That number is for a single Nu pickup. It will be more when combined and mixed to mono with a mixer. So for 6 channels, that's an additional 15dB.
Hum is not an issue with the Nu. Low impedance coils are a lot less susceptible to noise. The more important issue is hiss (broadband noise) introduced by the active electronics (the preamplifier), and so that one has to be very quiet (hence using that toshiba ultra low noise transistors was a crucial design decision). Take note that the hiss is higher than the active EMG 81 by around 5-6dB. The reason is because the preamp had to push the gain more than the EMGs which has higher output from the coils to begin with. The EMG's preamp gain is 3 while the Nu requires at least 10.

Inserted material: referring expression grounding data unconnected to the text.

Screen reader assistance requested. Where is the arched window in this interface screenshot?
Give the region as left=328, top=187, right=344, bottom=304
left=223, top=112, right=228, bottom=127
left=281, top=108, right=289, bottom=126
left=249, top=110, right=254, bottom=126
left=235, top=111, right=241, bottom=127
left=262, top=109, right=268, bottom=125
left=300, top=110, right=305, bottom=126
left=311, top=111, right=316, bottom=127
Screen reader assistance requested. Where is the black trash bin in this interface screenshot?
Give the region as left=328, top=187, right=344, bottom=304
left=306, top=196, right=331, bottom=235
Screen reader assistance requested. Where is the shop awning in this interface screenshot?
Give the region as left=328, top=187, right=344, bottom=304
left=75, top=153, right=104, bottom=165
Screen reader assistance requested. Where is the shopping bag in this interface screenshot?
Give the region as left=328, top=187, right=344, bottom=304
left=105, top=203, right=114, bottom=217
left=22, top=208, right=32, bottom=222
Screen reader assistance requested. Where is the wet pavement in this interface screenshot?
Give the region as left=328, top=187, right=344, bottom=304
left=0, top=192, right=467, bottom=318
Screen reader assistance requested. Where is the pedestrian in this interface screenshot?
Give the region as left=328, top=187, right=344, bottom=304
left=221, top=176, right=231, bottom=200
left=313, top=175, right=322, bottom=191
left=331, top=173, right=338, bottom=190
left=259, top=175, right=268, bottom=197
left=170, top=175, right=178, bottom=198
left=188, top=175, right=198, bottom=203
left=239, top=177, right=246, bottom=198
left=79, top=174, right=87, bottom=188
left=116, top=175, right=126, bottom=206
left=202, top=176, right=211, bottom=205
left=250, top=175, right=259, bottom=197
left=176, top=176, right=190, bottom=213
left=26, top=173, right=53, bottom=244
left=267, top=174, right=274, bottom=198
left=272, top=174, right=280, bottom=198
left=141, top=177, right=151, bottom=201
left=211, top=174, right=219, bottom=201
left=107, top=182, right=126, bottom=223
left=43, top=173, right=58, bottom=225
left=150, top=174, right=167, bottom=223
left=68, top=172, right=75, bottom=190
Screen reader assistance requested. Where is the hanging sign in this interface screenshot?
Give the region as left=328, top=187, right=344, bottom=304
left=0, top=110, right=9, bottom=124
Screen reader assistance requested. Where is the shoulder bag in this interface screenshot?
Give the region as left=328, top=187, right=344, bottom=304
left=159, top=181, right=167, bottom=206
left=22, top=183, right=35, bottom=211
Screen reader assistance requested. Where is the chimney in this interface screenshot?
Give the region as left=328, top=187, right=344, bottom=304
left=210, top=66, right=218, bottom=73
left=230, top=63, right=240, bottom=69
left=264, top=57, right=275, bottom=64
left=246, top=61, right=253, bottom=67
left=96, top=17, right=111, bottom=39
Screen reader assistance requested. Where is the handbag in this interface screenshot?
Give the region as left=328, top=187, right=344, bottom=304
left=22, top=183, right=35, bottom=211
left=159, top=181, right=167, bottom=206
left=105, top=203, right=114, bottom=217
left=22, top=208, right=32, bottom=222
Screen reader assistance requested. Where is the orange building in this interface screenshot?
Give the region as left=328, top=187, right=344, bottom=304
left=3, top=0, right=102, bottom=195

Yet, this hiss is so much well below the hum and is not perceptible at all, ... until you push the gain. That's the real battle. Unlike mics, guitar pickups are in a precarious place in the signal path since it sits at the very beginning before high gain stages (compressors, distortions, overdrives, preamps, etc. which can push the gain to such horrific :-) levels). So my recommendation for really high gain is 1. Use a pre-filter per channel at around 2-6kHz (high gain distortions do not like the full spectrum anyway -- the high frequency intermodulations are nasty beasts) and 2. Use a noise gate, or a gentle downward expander set above the noise threshold, on each channel. The gates also help a lot in cleaning up channel crosstalk when doing polyphonic distortion.